On my initial site visit to the National Museum of Ireland at Collins Barracks my attention was drawn to the dynamic acoustics and the architecture of Clarke Square (formally known as Palatine Square). This square seemed to me to be a natural amphitheatre for a sound based work.
However the real starting point for the work was the original hand painted pace markings located on the walls on both sides of Clarke Square, a historical legacy from a time when the British Army occupied the barracks. These pace markings numbered 0-100 were used to assist army recruits whilst learning drill movements.
That afternoon on the train back to Limerick Junction, I reflected on a number of key elements. There was a realisation that the work needed voices, lots of voices, these voices also had to able to march, sing and drill at the same time. It had to be performed by soldiers, lots of soldiers. By the time the train pulled into Limerick Junction 100 Paces was playing in my head.
The next step in the process was to approach the Defence Forces with an idea to work with a group of soldiers. After submitting a proposal, permission to work with army personnel was granted by Lt. General Jim Sreenan, Chief of Staff, Irish Defence Forces in August 2006.
This proposal was then further developed during a short artist residency at the Tyrone Guthrie Centre at Annaghmakerrig, Co.Monaghan . I poured over research notes on army drill movements and drew on personal experiences of army drill from my days in the old FCA (now the Reserve Force). God knows what my fellow artists must have thought of me as I marched up and down the manicured lawns of Annaghmakerrig bawling and roaring drill commands and lyrics to no one in particular. The shrubbery and herbaceous borders got a good talking to as well.
In August I was assigned to work with a company of soldiers from the Command Brigade Training Centre, at Collins Barracks in Cork.
Over a five month period (August to December 2006) we worked collaboratively together choreographing and developing the work on the square in Collins Barracks.
100 Paces incorporates combinations of regular drill movements that are common to soldiers of the Defence Forces, with non-military based movements that I had designed to compliment the vocal elements of the work.
The lyrics used in the piece are derived from research into the use of Irish Folk melodies and ballads from the musical repertoire of the Defence Forces Band. Other elements I included in the choral composition were variations on the whistle used by the Drill Sergeant for training soldiers and the modulations used in the soldier's voices when responding to these drill commands.
In the performance itself I have also used two separate male voices marching on either side of the square to register and accentuate the pace markings (0-100) these voices act as counterpoints to the main choral work.
The chorus and main section of 100 Paces is a contemporary re-working and interpretation of Amhrán na bhFiann , (The Soldiers Song) the Irish National Anthem.

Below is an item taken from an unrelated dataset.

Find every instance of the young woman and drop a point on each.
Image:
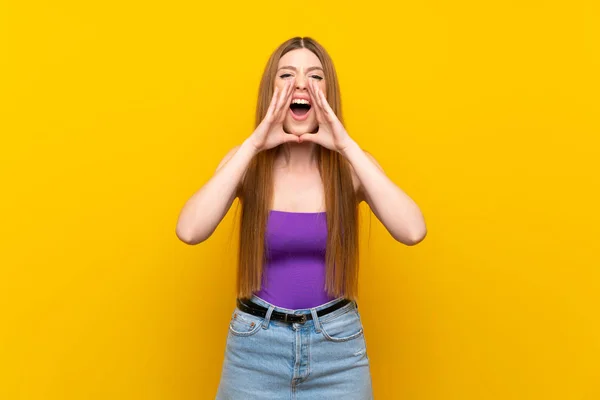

The final verse entitled What's the News is based upon the peacekeeping missions that the Defence Forces have undertaken over the years on behalf of the United Nations. The concluding section of this verse acknowledges members of the Defence Forces who have given their lives in the service of their country.
This public art project would not have been possible without the assistance of the Office of Public Works, the National Museum of Ireland at Collins Barracks and the Irish Defence Forces. In particular I would like to thank the soldiers from the Command Brigade Training Centre, at Collins Barracks, Drill Sergeant John Thompson and Captain Charles Dineen for their professionalism, dialogue, patience and humour. It is they who transformed this concept into an experience.